Dari dapur, terdengar suara Widya, “Aku denger tuh!”

Arman terkekeh pelan, lalu menutup mata. Dingin dan panas sudah pergi, yang tersisa hanya rasa hangat yang aneh—bukan dari jahe, bukan dari selimut, tapi dari perhatian sederhana yang membuat rumah itu terasa benar-benar hidup.

—---

Sudah dua hari sejak Arman sembuh total. Suhu tubuhnya normal, batuknya hilang, dan nafsu makannya malah naik dua kali lipat.
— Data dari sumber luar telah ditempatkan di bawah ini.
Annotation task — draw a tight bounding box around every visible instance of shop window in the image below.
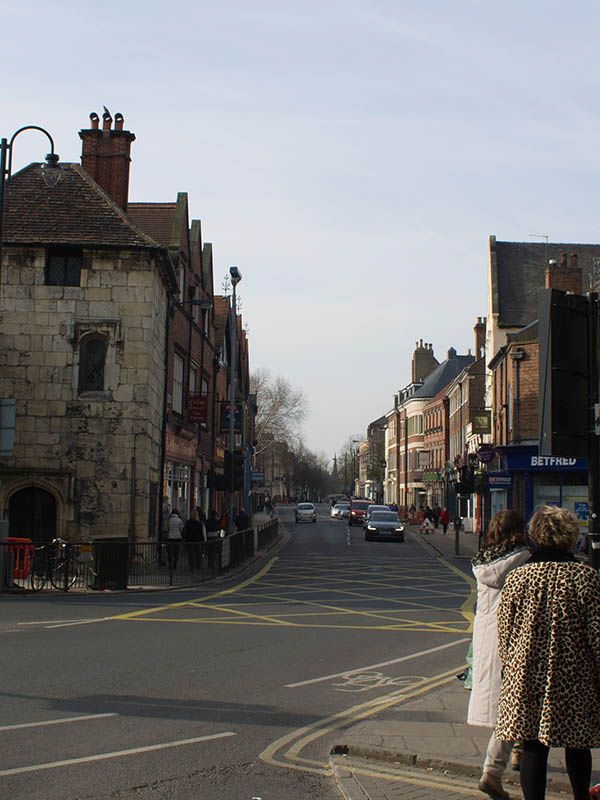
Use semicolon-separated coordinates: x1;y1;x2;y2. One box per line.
46;247;82;286
173;353;183;414
79;333;106;394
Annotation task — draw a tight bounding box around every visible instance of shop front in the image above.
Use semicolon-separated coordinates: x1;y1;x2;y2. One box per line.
489;448;588;531
163;431;196;520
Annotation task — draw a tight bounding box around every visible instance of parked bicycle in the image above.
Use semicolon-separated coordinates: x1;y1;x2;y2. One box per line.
30;538;96;592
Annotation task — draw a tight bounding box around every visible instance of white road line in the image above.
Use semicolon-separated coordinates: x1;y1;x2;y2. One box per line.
284;636;471;689
0;731;236;777
0;711;119;731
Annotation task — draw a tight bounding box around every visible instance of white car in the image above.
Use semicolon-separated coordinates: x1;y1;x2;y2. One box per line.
296;503;317;523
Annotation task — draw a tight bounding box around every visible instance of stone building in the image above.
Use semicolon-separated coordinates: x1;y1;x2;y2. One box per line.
0;113;177;541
Namun, pagi ini ada pemandangan berbeda di rumah itu.

Widya terbaring di ranjang, wajahnya pucat. Rambutnya berantakan, dan matanya tampak sayu. Di meja nakas, segelas air putih tinggal separuh, belum disentuh sejak subuh.

Arman berdiri disisi tempat tidur, masih memakai kaos oblong dan celana rumah. Tangannya membawa termometer dan handuk kecil.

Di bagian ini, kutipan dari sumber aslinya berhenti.